18F-Chemistry in HPLC vials - a microliter scale radiofluorination approach

Abstract:

Objectives: Finding optimal 18F-fluorination conditions represents a critical and often time-consuming step in radiotracer development. Microfluidic or lab-on-a-chip devices are modern tools for that purpose but not accessible everywhere. Inspired by 18F-chemistry in low volumes based on a MAX/MCX-trapping technique for one complete 18F-batch,[1] we herein present an 18F-labeling approach using low volume aliquots (<100 µL) of defined QMA-eluates in HPLC vials as reaction vessels for optimizations as well as the preparation of radiotracers for preclinical studies.

Methods: For optimization experiments, 1-80 MBq [18F]fluoride was eluted from QMA cartridges with defined mixtures of phase transfer catalyst (Kryptofix®222), base (such as K2CO3, KHCO3, KH2PO4), and 2-3% water in acetonitrile[2]. 25 or 50 µL aliquots of the eluates were pipetted into 1.5 mL HPLC vials and the sealed vials were consecutively dried once at 90°C for 3 min with a helium stream. After processing up to 15 vials in one batch, 25 or 50 µL precursor stock solution (1-20 mg/mL in MeCN, DMF, or DMSO) was added and the sealed vials were heated at defined temperatures (60-140°C) and times (5-15 min) by using three heaters equipped with aluminum blocks. Samples were 4-fold diluted with acetonitrile/water 50/50 for analysis by radio-TLC/radio-HPLC. 18F-trapping/elution at higher activity levels (~20 GBq [18F]fluoride) was performed by using a radiosynthesizer (Tracerlab FXFN) followed by transfer into a lead container having three small bores as inlet, vent needle and withdrawal port. A self-made pipet tip-to-cannula adapter allowed withdrawal of defined 25-100 µL aliquots at an activity level of ~13 MBq/µL for further processing under optimized conditions as described above.

Results: The use of small reaction volumes and HPLC vials enabled an efficient 18F-optimization workflow to examine rapidly a variety of reaction parameters (>50 reactions/day) using minimal amounts of precursor. Utilizing mixtures of 2-3% water in acetonitrile for 18F-elution allowed for radiolabeling even without azeotropic drying in certain cases, which can further accelerate the entire labeling process.

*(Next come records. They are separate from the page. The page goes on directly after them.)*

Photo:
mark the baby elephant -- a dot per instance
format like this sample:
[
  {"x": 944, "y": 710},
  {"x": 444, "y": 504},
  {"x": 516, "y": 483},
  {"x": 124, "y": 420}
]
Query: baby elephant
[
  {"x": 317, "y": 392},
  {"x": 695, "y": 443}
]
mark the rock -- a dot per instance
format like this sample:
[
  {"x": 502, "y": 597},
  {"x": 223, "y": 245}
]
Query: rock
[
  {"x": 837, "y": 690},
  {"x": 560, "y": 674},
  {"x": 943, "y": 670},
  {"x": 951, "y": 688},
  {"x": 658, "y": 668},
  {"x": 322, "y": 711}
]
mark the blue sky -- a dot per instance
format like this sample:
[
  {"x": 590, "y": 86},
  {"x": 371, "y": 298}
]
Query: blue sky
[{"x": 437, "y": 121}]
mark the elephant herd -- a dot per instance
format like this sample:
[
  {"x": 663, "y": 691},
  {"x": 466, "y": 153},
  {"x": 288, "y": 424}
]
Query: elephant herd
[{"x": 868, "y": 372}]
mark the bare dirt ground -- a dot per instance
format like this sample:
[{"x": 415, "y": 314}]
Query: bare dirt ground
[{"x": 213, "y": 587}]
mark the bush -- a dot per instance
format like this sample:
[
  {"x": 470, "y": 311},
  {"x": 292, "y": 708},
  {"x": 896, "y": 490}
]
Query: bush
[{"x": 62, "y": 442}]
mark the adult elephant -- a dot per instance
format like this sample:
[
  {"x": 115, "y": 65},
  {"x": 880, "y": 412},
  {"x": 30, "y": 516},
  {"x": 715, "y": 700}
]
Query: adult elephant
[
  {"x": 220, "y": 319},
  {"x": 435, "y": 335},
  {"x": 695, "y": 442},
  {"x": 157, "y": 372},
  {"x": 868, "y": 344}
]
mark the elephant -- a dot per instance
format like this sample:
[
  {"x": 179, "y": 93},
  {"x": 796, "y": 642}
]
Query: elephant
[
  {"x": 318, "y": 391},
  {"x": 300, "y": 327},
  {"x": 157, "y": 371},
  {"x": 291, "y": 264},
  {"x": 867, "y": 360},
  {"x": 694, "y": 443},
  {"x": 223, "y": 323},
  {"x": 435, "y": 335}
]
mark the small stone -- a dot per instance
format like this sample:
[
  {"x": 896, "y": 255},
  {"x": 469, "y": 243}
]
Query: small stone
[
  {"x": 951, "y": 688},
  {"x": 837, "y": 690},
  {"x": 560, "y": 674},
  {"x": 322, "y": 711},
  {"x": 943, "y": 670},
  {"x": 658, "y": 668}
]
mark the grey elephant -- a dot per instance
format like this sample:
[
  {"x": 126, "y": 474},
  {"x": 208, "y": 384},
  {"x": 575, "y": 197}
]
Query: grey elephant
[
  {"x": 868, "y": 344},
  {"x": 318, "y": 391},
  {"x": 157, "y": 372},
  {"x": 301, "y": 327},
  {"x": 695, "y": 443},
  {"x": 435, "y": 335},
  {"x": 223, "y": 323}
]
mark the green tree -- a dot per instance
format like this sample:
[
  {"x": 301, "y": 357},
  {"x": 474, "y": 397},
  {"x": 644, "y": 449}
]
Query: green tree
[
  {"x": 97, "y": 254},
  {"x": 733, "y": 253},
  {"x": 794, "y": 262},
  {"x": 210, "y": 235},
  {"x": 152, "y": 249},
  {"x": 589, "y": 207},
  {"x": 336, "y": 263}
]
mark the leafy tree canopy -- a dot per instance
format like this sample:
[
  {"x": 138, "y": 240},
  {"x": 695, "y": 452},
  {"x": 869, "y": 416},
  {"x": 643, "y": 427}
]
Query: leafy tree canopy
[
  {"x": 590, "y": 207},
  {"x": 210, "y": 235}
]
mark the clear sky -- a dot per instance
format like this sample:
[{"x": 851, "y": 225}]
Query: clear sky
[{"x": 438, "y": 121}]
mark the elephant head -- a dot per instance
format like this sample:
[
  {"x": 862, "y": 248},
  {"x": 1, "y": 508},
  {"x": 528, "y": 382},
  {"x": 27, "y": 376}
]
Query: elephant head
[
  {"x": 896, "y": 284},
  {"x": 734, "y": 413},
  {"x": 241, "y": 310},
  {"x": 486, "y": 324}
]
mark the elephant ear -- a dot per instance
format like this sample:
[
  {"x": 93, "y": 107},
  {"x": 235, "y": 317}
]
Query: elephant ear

For more demanding radiolabeling reactions, drying of only 3 min with helium furnished highly reactive [18F]fluoride with comparable reactivity even several hours after the elution step. This optimization workflow was used successfully to identify high yielding reaction conditions for a variety of precursor molecules like aliphatic tosylates or mesylates as well as aromatic sydnones, boronic acids or trimethylammonium salts. As examples, optimization results for 18F-labeling of the FDG mannose triflate precursor and the tosylate precursor of celecoxib-derivative [18F]A[3] are shown in Figure 1. Transfer into isolated RCY at activity levels suitable for preclinical evaluations was achieved (e.g. for [18F]A: 25-30% after 18F-labeling in acetonitrile at 90°C and purification) and turned out to be comparable to results from conventional automated radiosyntheses.

Conclusion: This microliter scale optimization and labeling procedure can easily be adapted and transferred to the synthesis of known and new radiotracers. The straightforward approach represents a valuable radiochemistry tool to enter rapidly into subsequent preclinical studies.

References: [1] Iwata (2018), J.Labelled.Comp.Radiopharm., 61, 540; [2] Kniess (2017), Appl.Radiat.Isot 127, 260; [3] Laube (2020), RSC Advances, 10, 38601.

Figure 1. Setup of HPLC vial experiments and representative results of optimization.